By Johan Boyden, General Secretary of the Young Communist League of Canada

International workers day is a time to reflect on past struggles, and immediate battles. This May Day, for many young workers that translates as: "will I have a summer job?"

     Prospects look grim. There will be high competition from recently laid‑off workers. The majority of these workers are not able to collect Employment Insurance and are, frankly, desperate.

     "Small headline" stories tell the bigger picture here - like the announcement from Distress Centres of Toronto that calls to their lines have increased exponentially this year from people who've lost their jobs or are worrying about basic needs. Highly distressed or crisis calls including suicide calls have doubled.

     That's not to say the economic crisis hasn't already hit young workers. Among 15 to 24 year olds, unemployment jumped to the highest in eleven years, 14.8% in March. In Ontario it is 17%. Youth have experienced the fastest rate of decline among age groups, with 122,000 jobs lost since October.

     With residence fees, tuition, food, housing, car insurance and day care costs all going up, many are also asking: will I get enough hours this summer? What about teenagers, students, apprentices and others with little to no work experience?

     A few years ago, I wrote an article in People's Voice about the "big, fat, dangerous great Canadian summer job, where you work like a beaver, and get treated like a hoser." After speaking to a number of youth looking for work across the country, the conclusion was that you had to lie about your experience in order to just get an interview.

     With all this considered, I'm not surprised that the plight of industrial workers, who were supposedly making fat pay cheques, seems distant to new job hunters.

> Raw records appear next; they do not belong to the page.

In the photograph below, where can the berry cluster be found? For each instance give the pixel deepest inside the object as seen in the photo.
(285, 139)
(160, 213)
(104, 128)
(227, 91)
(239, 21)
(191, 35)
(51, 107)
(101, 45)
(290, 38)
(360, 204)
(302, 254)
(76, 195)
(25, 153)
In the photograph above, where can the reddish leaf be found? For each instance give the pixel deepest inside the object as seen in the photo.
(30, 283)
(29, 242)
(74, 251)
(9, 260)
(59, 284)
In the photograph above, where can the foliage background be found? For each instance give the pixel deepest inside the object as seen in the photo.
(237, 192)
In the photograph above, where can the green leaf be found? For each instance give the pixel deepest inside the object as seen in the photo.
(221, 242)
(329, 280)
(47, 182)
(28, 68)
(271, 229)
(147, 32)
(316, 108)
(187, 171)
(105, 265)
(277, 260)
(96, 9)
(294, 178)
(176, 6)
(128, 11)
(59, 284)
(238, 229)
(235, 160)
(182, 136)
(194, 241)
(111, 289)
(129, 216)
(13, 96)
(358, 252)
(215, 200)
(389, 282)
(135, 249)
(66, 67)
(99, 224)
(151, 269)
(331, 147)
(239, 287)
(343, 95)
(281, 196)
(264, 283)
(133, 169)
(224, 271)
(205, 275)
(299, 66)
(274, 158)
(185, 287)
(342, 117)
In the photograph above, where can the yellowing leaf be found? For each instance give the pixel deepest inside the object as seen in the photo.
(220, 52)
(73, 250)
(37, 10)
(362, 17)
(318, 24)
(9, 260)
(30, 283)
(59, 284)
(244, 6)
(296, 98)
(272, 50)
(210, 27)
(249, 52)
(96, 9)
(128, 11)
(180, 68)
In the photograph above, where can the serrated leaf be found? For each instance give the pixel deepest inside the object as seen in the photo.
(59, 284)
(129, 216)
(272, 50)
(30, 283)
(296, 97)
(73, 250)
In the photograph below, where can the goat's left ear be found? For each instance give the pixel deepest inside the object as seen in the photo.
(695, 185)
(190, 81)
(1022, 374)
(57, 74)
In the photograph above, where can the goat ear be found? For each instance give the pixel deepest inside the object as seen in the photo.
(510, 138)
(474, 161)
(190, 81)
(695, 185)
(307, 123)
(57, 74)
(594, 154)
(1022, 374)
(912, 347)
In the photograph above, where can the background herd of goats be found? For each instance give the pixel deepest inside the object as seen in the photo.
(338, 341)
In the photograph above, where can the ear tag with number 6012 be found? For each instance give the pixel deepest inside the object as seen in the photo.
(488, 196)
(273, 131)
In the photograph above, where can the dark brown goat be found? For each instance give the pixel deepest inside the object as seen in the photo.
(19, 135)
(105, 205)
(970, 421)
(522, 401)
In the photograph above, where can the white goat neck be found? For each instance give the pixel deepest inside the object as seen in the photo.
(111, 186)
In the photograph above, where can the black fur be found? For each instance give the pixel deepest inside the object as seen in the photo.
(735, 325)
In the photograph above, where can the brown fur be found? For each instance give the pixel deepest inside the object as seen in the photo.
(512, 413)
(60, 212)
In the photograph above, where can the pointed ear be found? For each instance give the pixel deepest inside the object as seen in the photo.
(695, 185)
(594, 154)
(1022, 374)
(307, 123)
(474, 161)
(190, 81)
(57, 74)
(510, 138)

     Actually it isn't. A good example is the CAW Save Our Severance and pensions campaign. As Angelo DiCaro with the CAW youth told me, "If these big corporations don't live up to their pension obligations and the government doesn't provide back‑up, what will be left for young workers - if they can retire? Young workers are facing a very bleak future." And if one section of the working class resists concessions and makes gains, youth (and all workers) benefit.

     Over half of the jobs killed in March were in manufacturing, particularly auto and parts, metal and wood processing. Not one CEO has been asked to return a penny of the $3 billion slush‑fund Harper's budget created, but the government dares to demand workers and retirees return pension benefits and slash wages. Youth and students shouldn't fall for divide and rule: our stakes are on the same side of the table as the industrial workers, and diametrically opposed to the CEOs.

     Politicians are playing with fire on these issues. Back in March, Ontario's Premier publicly mused that, after granting corporations one of the lowest tax‑rates in North America, the province couldn't afford to raise the minimum wage. After mass public outcry, Dalton McGuinty did a one‑eighty.

     What else could we get them to turn around on?

     Full‑time minimum wage workers in Ontario still make $3000 below poverty line. And Ontario has the highest minimum wage in Canada, at $9.50, although if you are under 18, you get $0.55 less per hour than general minimum wage. Next year it will be $0.65 less. Huh?

     Visit endstudentminimumwagenow.ca, British Columbia (where the "entry level" minimum is $6 per hour!) now ties with New Brunswick and PEI for the lowest Canadian minimum wage. According to Canada Mortgage and Housing's most recent rental market report, renting a two‑bedroom apartment is $656 in Moncton NB, $660 in Charlottetown PEI, and $1,100 - almost twice as much - in Vancouver.

     For the record: on May 1st Saskatchewan's minimum wage creeps to $9.25, and Manitoba's inches up to $8.75. Newfoundland's reaches $9.00 on July 1, more than Alberta's at $8.80. Quebec's is $8.50, Yukon $8.58 and North West Territories $8.25. And in Trail, BC, Communist candidate Zach Crispin is demanding a living wage of $16 in the provincial election.

     I haven't even mentioned the injuries and deaths young workers sustain. Plus, as People's Voice reported last issue, the Public Service Alliance of Canada is challenging the federal government's definition of employee, forbidding summer students from joining a union. Talk about cheap labour!

     So if youth, employed or unemployed, needed another reason to join the growing fightback, this May Day the signs are loud and clear.